Even worse than training courses are online educational or training videos. I simply cannot stand these things. Sure, with a video I can pause or skip around at will, but how can I know where the interesting bits are, if they even exist. The lecturer has no idea how the audience is responding since there is no interaction whatsoever. Online videos succeed in completely removing the one aspect of lectures that I find remotely useful - asking questions to go into an interesting topic in more depth. The few times I've tried watching them, I end up watching the time tick away on the position slider while trying earnestly not to pull my hair out.

I'm sure each of these ways of learning are invaluable to other people because everyone learns differently. I'm sure there are plenty of people that can't stand reading to understand concepts and get lost when experimenting on their own. They may find lectures and guidance and coaching extremely helpful, and that is a great way for them to learn.

My wife learns in a completely different way than I do. She takes copious amounts of notes. I am astounded by the volume of notes that she can take, and she can remember where she's written stuff on any given topic. This is all entirely foreign to me. Even if I could continue to follow a lecture while taking notes, which I can't, I would never find a use for the notes after I'd taken them anyway. She has a chronological memory, though, and she can pull up old notes in her notebooks quite easily to refresh her memory on something. I bet the act of taking notes also helps her more fully understand what she's hearing. I know plenty of people learn that way, it just never worked for me.

What is even stranger to me is the way my wife learns by asking questions, and I mean a lot of questions. If it were me, I would be expending so much mental energy coming up with all of those questions that I would quickly become thoroughly confused about what we were even talking about anymore. I'm still trying to figure out how her extensive questioning works exactly, but I do know that it works well for her. She is wickedly smart when it comes to understanding human interaction and emotions, and this way of learning probably accentuates that ability. She can easily interpret underlying motives and concerns in group settings of which I am completely unaware. So her ways of learning are completely different than mine, and incredibly effective for her.

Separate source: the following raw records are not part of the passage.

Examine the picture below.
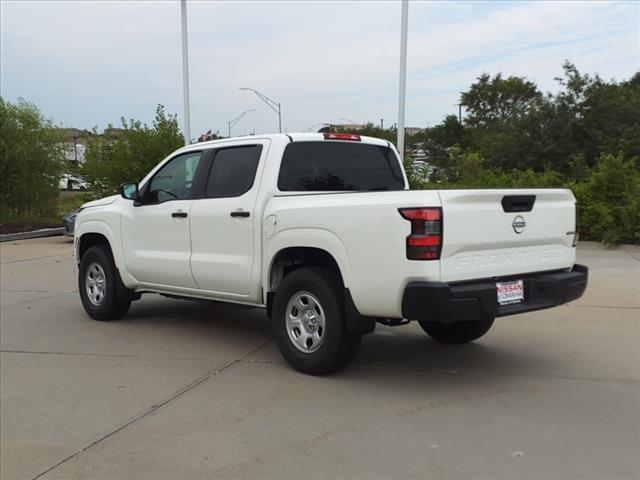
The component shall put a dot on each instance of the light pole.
(459, 105)
(273, 105)
(185, 74)
(403, 75)
(237, 119)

These methods are certainly not the only ways that we learn. Learning styles is its own field of pedagogical research, although studies on proving the beneficial link between learning style and student are mostly inconclusive. Learning a bit about the research may help give you ideas for how you learn best, but I pretty much came to the realization on my own. I'm sure you already have a pretty good idea of how you learn best as well. I imagine the research was running into problems with the prerequisites to learning because they would have to standardize what was being learned, likely on some mundane topic. If you aren't interested in the topic, how you learn it isn't going to make one whit of difference. However, if you really want to learn something, I'm convinced that how you learn it can mean the difference between frustratingly slow progress and quick, clear understanding. I encourage you to experiment with your learning style on something that you have been meaning to teach yourself lately. Go on and find out how you learn best. I'd love to hear about it.